I was tricked into a long-term relationship with the SDS (Special Demonstration Squad – the Met’s undercover unit) officer who I knew as “Carlo Neri”. We met in London in September 2002 at an anti-war demonstration. Neri was a steward at the march and on that day he was with friends I knew socially and through work – who just happened to be trade union activists and anti-racism campaigners.

Neri and I were inseparable. Within six weeks he’d moved in with me. We lived together for two years and in that time we got engaged and talked about having children. My family and friends loved and trusted him too, and he became very much central to all our lives.

Neri left me after appearing to have a breakdown, during which he disclosed trauma and domestic and sexual abuse within his family. This trauma was re-emerging and deeply troubling him. Leading up to his final disappearance from my life, he went missing several times and threatened suicide. This had a massive impact on my life and my wellbeing.

It was in the summer of 2015 that I discovered that Neri had in fact been leading two lives: one with me, as a locksmith and leftwing activist, and the other with his wife as a highly trained police officer, operating in the so-called elite SDS, a secretive unit within the Metropolitan police.

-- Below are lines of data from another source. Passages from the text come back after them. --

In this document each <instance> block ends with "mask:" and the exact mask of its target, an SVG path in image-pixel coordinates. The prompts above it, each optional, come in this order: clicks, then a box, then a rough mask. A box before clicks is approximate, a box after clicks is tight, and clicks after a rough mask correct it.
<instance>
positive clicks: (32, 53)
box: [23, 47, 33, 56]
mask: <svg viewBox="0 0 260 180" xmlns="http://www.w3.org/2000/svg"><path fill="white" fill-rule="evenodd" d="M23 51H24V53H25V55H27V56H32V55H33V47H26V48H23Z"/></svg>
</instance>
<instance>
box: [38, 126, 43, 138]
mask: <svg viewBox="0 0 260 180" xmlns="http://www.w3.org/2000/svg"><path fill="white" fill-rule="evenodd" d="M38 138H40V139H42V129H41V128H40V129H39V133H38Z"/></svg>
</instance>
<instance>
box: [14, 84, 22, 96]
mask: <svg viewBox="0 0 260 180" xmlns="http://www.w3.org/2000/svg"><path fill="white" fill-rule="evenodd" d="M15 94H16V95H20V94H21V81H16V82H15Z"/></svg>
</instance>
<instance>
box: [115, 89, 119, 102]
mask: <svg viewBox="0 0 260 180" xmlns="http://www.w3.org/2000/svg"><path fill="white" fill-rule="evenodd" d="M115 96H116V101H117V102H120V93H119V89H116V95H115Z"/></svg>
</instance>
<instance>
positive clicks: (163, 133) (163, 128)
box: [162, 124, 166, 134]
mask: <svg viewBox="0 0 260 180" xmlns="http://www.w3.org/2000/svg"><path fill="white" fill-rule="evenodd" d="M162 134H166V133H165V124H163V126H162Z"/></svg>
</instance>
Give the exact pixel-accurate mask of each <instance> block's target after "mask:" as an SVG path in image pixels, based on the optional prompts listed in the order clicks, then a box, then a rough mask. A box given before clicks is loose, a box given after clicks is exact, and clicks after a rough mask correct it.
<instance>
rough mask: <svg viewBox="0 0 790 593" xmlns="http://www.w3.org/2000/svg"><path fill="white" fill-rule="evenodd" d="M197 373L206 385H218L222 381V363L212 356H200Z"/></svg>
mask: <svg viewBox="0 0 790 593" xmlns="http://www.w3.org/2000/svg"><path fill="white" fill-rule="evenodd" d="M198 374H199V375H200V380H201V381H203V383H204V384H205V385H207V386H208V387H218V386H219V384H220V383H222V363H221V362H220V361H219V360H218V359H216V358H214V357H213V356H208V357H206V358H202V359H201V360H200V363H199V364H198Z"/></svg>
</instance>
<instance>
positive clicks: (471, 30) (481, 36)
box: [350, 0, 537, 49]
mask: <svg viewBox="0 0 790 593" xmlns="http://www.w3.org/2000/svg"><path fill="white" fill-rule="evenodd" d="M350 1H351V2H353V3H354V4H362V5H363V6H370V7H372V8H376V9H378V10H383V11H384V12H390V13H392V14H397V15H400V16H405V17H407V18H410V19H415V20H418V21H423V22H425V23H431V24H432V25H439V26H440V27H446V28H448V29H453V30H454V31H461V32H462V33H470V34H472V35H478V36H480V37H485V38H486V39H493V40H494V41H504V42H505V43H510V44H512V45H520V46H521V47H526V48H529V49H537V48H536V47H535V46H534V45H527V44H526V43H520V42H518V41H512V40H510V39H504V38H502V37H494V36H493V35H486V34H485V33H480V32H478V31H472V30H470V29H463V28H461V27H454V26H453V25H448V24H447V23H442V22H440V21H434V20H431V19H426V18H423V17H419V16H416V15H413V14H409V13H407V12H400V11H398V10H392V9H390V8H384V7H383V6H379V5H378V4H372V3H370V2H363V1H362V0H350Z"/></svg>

Like Jessica, for over a decade I had no inkling that the man that I had lived with was in fact a state spy. It was activists and researchers who had suspicions about Neri’s sudden disappearance who put all the fragments of this strange jigsaw together. They provided me with unquestionable proof that Neri was an undercover police officer, his profession documented on his marriage certificate and his children’s birth certificates. To be invited to join this elite unit, it was a prerequisite to be married and to have a stable home to go back to when the long undercover deployment – or “deep swimming”, as they referred to it, ended.

The impact of the discovery has been profound. It has re-opened old and painful wounds, which never quite healed. This real-but-not-true person has come back into my life – uninvited. When this happens, when your life narrative becomes a fiction, time itself becomes fragmented. There’s a ripple effect. It impacts your family, your relationships, your career, your health. There are still many missing pieces, questions unanswered and a huge sense of loss.

I urge you all to do a bit of digging to see how drastic your local governments can get when it comes to surveilling domestic activists.

Read more about the UK’s actions here.

-Shiv

Comments

  1. says

    “Counterterrorism” is a problem when the state is oppressing everyone – everyone becomes a suspect. Eventually you wind up with things like the Stasi in Germany: one surveillance agent per fifty people. …and your economy collapses because everyone is always watching everyone else.